Fraîchement rentrée de vacances pendant lesquelles j’ai passé quelques semaines dans la grandeur des espaces de l’Ouest Américain, isolée, loin de la cohue parisienne, loin du brouhaha urbain, loin du vent mauvais que les média, les dirigeants politiques diffusent à longueur de journée dans nos esprits et dans nos coeurs.

Je ne me suis jamais aussi bien sentie qu’entourée d’animaux sauvages vivant paisiblement dans leur environnement. J’ai pu les observer durant de nombreuses heures et parfois je les ai enviés.

Quel bonheur de voir qu’il reste encore des espaces naturels quasi vierges de toute activité humaine. D’ailleurs, comment se fait-il que le monde parvienne encore à offrir ces beautés sauvages tant nous le polluons par nos industries et nos façons de vivre et de consommer. Il y a pourtant des endroits dans le monde qui nous font vivre un rêve éveillé. Mais pour combien de temps?

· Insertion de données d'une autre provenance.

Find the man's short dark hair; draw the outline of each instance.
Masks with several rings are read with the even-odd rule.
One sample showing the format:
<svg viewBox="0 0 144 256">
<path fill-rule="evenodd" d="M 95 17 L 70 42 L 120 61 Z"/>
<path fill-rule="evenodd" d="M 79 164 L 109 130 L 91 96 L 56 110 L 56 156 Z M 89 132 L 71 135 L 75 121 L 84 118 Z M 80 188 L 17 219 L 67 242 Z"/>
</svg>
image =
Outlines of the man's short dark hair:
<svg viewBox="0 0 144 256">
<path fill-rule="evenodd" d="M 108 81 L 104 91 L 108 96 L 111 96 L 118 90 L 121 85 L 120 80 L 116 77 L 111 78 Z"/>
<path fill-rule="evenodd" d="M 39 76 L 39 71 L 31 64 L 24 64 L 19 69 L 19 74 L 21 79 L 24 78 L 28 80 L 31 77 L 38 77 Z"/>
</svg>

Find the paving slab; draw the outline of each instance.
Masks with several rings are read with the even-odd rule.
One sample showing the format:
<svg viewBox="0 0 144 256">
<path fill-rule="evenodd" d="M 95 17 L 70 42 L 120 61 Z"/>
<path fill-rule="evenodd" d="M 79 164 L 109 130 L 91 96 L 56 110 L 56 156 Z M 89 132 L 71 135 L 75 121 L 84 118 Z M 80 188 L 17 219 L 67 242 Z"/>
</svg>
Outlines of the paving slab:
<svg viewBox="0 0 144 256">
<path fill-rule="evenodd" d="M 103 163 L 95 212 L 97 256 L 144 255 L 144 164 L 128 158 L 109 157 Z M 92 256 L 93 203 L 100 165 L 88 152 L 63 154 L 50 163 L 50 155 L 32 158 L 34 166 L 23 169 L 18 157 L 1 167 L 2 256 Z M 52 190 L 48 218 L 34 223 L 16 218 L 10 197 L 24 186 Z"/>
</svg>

Les animaux sauvages n’ont pas de vie compliquée comme nous autres êtres humains. Ils trouvent ce dont ils ont besoin dans la nature pour se nourrir, ils se reproduisent, jouent, et mais parfois meurent sous la dent de leurs prédateurs, c’est le cycle de la vie sauvage.

L’Homme est le prédateur le plus dangereux au monde. Un ranger dans le Wyoming (USA), m’a expliquée que le loup, le prédateur les plus craint des autres animaux, n’attaquait jamais l’Homme.

Le loup fuit l’Homme, car il sait que ce dernier est redoutable et aura toujours le dernier mot.

Les supermarchés et la restauration rapide nous ont fait oublier que les Hommes sont des tueurs-nés. Cela peut paraître surprenant: nous sommes fragiles, lents et faibles et nous ne disposons ni des dents ni des griffes meurtrières des autres carnivores comme les lions, les loups, ou encore les crocodiles.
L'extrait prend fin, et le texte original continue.